Daneshrad, who designed high-speed indoor and outdoor wireless data communications systems at AT&T Bell Laboratories before joining the UCLA faculty in 1996, says that while the concept of MIMO has been proven through theoretical and simulation-based studies, the real challenge is turning the concept into a reality.

“You need to look at how to implement it, build it efficiently and cost effectively, within a reasonable power budget,” said Daneshrad.

Rapid progress in MIMO VLSI research has been somewhat slowed, according to Daneshrad, by a traditional disconnect between the digital IC researchers, who are primarily interested in working at the transistor level, and the communications experts, who are most interested in high level algorithmic definition and evaluation.

“That disconnect doesn’t exist at UCLA,” said Daneshrad. “We work closely with the Integrated Circuits and Systems Laboratory as well as the Communication Systems Laboratory. The underlying theme in our work is to successfully bridge the gap between theoretical and experimental aspects of wireless data communications.”

This close collaboration has produced tangible benefits. While most universities and research labs have theoreticians who design simulations or develop testbeds, UCLA is one of the few research institutions also working on real time VLSI circuit development. The main reason for the scant attention elsewhere, explains Daneshrad, is that the processing power required to realistically test the theories behind MIMO is “horrendous.”

“To do what we want to do would take about 20 high-end DSP chips. A cell phone runs on only one low-end DSP chip,” said Daneshrad. “So it is roughly 200 times more processing power than a cell phone.”

Daneshrad and his students are designing and testing their own ASICs (Application-Specific Integrated Circuits), which they hope will provide the processing power needed to make MIMO a viable technology for next generation mobile communication systems.

“Our chips have demonstrated that all the needed advanced algorithms can be incorporated in a highly power efficient ASIC solution,” said Daneshrad.

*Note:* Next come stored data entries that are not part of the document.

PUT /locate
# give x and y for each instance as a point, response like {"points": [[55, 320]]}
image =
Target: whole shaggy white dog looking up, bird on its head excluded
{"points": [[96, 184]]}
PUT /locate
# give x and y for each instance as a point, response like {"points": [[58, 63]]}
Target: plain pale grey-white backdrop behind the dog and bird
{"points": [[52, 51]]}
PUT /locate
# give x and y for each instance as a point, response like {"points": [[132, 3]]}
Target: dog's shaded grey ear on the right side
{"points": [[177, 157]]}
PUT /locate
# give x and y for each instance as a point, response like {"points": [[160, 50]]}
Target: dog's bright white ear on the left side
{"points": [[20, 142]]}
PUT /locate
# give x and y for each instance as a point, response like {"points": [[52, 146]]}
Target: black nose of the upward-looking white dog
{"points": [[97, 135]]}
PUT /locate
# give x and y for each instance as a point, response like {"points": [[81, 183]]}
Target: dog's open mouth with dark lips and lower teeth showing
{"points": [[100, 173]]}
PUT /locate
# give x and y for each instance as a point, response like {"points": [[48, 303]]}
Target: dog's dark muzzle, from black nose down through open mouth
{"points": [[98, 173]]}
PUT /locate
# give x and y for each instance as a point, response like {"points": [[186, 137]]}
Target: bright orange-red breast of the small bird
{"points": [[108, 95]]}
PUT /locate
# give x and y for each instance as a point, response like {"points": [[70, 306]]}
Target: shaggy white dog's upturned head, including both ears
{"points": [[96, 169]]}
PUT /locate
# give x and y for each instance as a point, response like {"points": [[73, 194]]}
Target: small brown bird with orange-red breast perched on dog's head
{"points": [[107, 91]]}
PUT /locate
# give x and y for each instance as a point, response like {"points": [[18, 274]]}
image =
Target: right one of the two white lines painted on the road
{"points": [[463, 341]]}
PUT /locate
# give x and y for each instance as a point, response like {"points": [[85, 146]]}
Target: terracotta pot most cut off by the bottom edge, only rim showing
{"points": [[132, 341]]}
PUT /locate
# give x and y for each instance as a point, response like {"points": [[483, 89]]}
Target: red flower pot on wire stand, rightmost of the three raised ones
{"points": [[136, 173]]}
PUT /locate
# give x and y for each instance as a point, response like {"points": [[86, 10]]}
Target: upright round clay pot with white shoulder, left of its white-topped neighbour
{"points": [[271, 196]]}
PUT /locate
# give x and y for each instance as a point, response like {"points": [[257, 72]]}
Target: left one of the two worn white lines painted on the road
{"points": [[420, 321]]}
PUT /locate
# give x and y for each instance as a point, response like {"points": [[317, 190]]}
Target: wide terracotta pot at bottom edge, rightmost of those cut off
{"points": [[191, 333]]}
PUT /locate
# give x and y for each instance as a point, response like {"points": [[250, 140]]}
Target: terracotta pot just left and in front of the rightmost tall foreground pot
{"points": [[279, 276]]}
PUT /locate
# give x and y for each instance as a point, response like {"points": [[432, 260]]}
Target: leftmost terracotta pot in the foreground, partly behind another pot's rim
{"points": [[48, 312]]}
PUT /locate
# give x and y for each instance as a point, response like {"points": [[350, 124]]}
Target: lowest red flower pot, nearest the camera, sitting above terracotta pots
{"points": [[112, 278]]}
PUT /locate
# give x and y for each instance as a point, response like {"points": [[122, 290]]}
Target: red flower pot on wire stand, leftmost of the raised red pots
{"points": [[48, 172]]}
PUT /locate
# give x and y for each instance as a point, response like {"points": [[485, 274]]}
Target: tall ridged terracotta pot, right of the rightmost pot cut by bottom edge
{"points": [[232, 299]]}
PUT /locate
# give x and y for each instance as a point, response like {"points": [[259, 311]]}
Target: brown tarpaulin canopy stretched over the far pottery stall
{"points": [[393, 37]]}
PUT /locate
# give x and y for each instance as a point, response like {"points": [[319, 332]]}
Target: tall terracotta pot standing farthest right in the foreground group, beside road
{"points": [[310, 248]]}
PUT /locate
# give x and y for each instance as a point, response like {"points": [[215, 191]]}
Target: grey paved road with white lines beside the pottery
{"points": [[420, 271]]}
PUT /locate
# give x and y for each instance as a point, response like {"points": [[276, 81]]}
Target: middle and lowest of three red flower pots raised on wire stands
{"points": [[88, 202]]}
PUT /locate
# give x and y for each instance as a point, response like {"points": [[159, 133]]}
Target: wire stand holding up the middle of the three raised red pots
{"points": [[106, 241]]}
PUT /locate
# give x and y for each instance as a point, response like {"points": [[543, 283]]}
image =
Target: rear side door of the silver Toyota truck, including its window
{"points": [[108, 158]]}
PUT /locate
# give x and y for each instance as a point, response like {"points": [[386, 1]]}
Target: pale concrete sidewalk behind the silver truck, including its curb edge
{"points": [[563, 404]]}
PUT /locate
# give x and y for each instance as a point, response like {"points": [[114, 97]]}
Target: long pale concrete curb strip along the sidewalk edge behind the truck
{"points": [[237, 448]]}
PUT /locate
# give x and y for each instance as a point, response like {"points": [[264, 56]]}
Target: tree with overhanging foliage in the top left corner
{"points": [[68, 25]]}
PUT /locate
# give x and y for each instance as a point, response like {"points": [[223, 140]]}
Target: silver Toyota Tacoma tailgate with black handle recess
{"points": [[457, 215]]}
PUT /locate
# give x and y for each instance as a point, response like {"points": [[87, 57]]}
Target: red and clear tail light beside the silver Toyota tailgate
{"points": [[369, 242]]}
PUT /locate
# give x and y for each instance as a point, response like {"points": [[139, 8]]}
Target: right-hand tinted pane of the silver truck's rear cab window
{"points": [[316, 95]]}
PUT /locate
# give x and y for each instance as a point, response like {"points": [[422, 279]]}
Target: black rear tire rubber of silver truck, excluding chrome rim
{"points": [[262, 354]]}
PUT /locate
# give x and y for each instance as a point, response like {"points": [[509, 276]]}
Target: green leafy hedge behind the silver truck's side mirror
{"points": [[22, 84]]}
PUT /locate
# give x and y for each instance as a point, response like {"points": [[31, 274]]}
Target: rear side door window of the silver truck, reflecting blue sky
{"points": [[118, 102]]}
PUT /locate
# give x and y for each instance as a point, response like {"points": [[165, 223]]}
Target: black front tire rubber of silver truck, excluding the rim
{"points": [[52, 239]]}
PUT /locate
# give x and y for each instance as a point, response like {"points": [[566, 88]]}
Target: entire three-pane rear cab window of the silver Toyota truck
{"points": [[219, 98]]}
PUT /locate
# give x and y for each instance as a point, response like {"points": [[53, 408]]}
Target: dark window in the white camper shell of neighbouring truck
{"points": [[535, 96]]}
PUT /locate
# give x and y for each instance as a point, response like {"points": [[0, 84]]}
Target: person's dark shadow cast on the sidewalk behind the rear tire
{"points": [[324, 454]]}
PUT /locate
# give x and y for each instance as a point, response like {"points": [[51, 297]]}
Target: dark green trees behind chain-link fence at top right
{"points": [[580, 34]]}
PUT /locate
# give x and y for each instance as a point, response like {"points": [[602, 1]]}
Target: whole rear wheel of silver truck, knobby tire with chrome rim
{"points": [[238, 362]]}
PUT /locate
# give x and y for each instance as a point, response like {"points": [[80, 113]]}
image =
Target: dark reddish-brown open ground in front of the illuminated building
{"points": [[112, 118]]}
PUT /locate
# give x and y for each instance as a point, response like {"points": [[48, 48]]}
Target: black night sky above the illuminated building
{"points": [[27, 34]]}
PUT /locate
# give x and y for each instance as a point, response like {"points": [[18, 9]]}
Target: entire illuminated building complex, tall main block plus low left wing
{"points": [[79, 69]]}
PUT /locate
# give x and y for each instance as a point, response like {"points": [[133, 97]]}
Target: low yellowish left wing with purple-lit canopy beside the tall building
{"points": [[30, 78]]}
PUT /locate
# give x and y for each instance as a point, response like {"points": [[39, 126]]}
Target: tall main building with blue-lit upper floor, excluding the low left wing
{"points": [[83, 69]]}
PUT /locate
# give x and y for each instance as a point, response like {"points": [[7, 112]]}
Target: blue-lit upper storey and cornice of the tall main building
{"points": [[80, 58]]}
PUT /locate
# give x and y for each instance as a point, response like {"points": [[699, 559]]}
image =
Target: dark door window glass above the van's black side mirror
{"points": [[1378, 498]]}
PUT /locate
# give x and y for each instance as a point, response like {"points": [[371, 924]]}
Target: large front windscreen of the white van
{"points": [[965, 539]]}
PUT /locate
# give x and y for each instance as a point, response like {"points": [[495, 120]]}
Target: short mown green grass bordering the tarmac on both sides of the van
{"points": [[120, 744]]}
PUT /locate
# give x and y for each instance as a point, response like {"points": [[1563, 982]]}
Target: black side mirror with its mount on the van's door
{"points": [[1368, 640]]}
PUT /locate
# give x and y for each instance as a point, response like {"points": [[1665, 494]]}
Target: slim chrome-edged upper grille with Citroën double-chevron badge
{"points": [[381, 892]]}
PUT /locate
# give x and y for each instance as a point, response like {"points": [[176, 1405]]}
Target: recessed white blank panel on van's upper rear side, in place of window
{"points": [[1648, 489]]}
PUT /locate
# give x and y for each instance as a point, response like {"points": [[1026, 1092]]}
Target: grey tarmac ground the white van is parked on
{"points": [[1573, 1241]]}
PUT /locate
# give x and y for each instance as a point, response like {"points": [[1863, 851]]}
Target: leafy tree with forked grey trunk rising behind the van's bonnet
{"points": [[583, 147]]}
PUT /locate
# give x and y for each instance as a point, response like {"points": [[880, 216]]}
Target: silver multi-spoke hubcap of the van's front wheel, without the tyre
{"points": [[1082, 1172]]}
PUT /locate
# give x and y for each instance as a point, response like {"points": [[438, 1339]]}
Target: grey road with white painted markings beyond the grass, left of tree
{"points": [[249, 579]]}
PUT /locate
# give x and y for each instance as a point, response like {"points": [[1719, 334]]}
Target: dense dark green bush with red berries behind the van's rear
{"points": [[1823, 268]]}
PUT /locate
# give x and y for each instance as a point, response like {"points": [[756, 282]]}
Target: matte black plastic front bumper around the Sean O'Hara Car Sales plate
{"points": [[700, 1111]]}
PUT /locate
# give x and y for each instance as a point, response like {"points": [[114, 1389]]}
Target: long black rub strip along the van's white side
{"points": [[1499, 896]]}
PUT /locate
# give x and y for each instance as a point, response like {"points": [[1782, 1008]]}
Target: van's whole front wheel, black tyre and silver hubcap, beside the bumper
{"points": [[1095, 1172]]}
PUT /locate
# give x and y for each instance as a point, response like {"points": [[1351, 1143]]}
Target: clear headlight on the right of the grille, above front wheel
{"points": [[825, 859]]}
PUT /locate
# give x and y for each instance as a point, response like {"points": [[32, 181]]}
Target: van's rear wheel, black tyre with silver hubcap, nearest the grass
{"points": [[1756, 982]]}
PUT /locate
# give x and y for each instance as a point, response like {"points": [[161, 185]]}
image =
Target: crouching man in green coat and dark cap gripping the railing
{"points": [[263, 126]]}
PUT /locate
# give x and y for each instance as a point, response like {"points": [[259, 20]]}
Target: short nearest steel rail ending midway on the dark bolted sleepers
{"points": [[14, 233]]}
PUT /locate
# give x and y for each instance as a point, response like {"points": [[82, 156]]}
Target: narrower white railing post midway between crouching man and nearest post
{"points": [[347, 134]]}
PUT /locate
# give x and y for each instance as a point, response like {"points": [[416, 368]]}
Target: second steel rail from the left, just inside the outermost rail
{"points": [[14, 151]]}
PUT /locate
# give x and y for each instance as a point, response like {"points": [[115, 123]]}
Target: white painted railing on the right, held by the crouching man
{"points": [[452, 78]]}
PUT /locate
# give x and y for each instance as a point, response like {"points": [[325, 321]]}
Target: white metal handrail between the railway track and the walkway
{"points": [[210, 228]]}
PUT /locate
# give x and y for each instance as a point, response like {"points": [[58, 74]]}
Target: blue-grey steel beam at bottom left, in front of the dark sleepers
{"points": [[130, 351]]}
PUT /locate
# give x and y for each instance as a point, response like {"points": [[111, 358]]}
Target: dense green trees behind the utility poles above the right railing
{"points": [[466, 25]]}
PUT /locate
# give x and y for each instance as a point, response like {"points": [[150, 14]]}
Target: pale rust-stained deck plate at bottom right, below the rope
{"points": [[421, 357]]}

The key is to design ASIC architectures that minimize power consumption while supporting high data rates and while being sufficiently agile to enable MIMO communications in multiple standards. And Daneshrad is not interested in a solution that only works in a lab; he argues MIMO must be tested with today’s mobile technology devices in mind.

“You can use a whole suitcase of FPGA chips, use 20 fans to cool them and test out the algorithms, but we want a more realistic form factor. It has fit to into a portable device,” said Daneshrad.

In addition to low-power chip design, MIMO must be coupled with a modulation scheme such as QAM, DSSS-CDMA or OFDM, which stands for Orthogonal Frequency Division Multiplexing. OFDM has become the modulation of choice for next generation broadband data communications.

When a person speaks into a cell phone, her analog voice data is converted into a digital data – a series of 1s and 0s – and then compressed so it takes up less transmission space. Sophisticated modulation schemes are needed to convert analog information into digital, compress it, and then convert it back again while maintaining an acceptable level of voice quality.

Daneshrad uses OFDM, which is also commonly used in wireless LAN standards like 802.11a. The scheme operates through a divide-and-conquer approach, dividing bandwidth into many smaller subchannels which are placed arbitrarily close to each other. This makes OFDM a very efficient method for transmitting signals in multipath wireless channels.
Daneshrad is confident that MIMO technology represents the future for wireless communications systems, from next generation cellular systems to home and office multimedia networks.

“Over time, all wireless systems will go by way of MIMO, and that horizon might be in the next seven to 10 years,” said Daneshrad.